Do the dead coils test fine outside of the car?
Fordbarn discussed this a while back and I went with the epoxy filled coil they recommend. It's run well a couple of years on my '31. They said many coils are oil filled and fail because they're mounted upside down in a Model A.
http://fordbarn.com/forum/showthread.php?t=145972&showall=1 is one such discussion
You said you used a 12 volt battery, a you still using a 12 volt or are you using a 6 volt battery? The coils for the A are 6 volt. Could be cross pollination. Check to see if the coil has an internal, as opposes, an external resistor. I use an internal 12 volt coil on my '49 Chevy truck, upside down, like the factory did, no problems. Buy a coil from one of the vendors that are made to fit to the A. You could be buying one that is made for an HEI outfit and it won't last with points and ask me how I know. They don't have internal resistors.
Joe R. Independence, MO
"The last one was a Bosch 12 volt which ran OK if you could get the car started."
I've read that the blue coloured 12V Bosch coils that are made for use on VW's w/out an external resistor are very good.
I have no personal experience w/those coils.
Primary winding resistance of a 12V coil that doesn't use an external resistor should be 3.0 to 3.5 ohms.
Brendan...FWIW while I wasn't having coil problems, I couldn't keep a condenser in my Model A for more than a couple of trips. Got fed up and just replaced the entire distributor setup and problem solved. Car starts better and runs better. Just a thought for you, maybe it'll cure yours too.
Yes, i am still using a 12 volt battery.

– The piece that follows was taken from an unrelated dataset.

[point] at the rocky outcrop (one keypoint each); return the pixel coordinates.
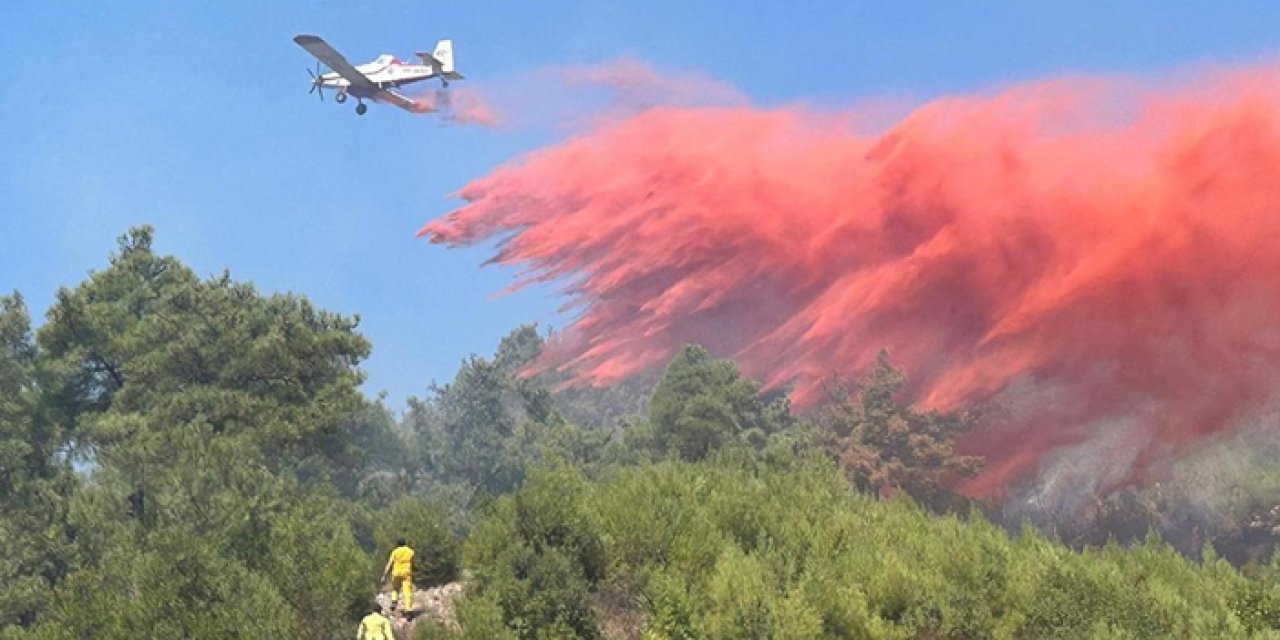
(430, 606)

I have tried two different kinds of standard condensers, three different kinds of distributors, two different kinds of modern points and condensers and still have starting problems with a 12 volt coil and poor life with 6 volt coils using an external resistor.
Brendan, check the polarity of the coil, It is probably backwards to the battery, Model A , as mentioned, uses a + (positive) ground, a 12V coil will be marked for - (negative) ground.
If you are using a 12 volt battery then you must have a 12 volt charging system. A lot of the items sold for these conversions are poorly made junk from the far east or Mexico. Check the charging voltage at the battery with the engine at mid RPM (cruising speed). The voltage needs to be between 13.2 - 14.7 volts at the battery. If it is too high it will take out other components. Too low it won't keep the battery charged.
Bad connections can cause too - high system voltage. A common problem is when someone installs a battery disconnect switch. A lot of these switches - actually all but a few - are poorly made. Driving along the connection is made and lost at every bump, resulting in too high charging voltage, which damages system components.
The condensers and coils on the market again fall into the category of poorly made junk. One thing that can help is a heat shield under the condenser, another is to find older NOS components for the coil and the condenser.
Here's a photo of the heat shield on my Model A - it runs an original Ford coil with a ballast resistor on 12 volts, and an original Ford condenser.
There is one condenser on the market that I trust. Al Lepore of A&L parts continues in his father's tradition of making great parts. His burnout proof condenser is just that. My distributor does not have the heat shield Royce shows. I also have the Autolite waffle manifold heater throwing off heat.
No website but easy to find at Hershey; just stand at the back of the line leading to his canopy.
You've been through so many coils I begin, as others have, to suspect another problem which is affecting the coil as opposed to the coil itself. Honestly the Bosch coil should have been OK. The only way I see a coil affecting starting is if it's only supplied through a resistor whether cranking or running. This might cause lower voltage while cranking and resulting in hard starting. High charge rate is a possibility but if your batts not cooking too that's out. Coil mounting location & condenser need consideration.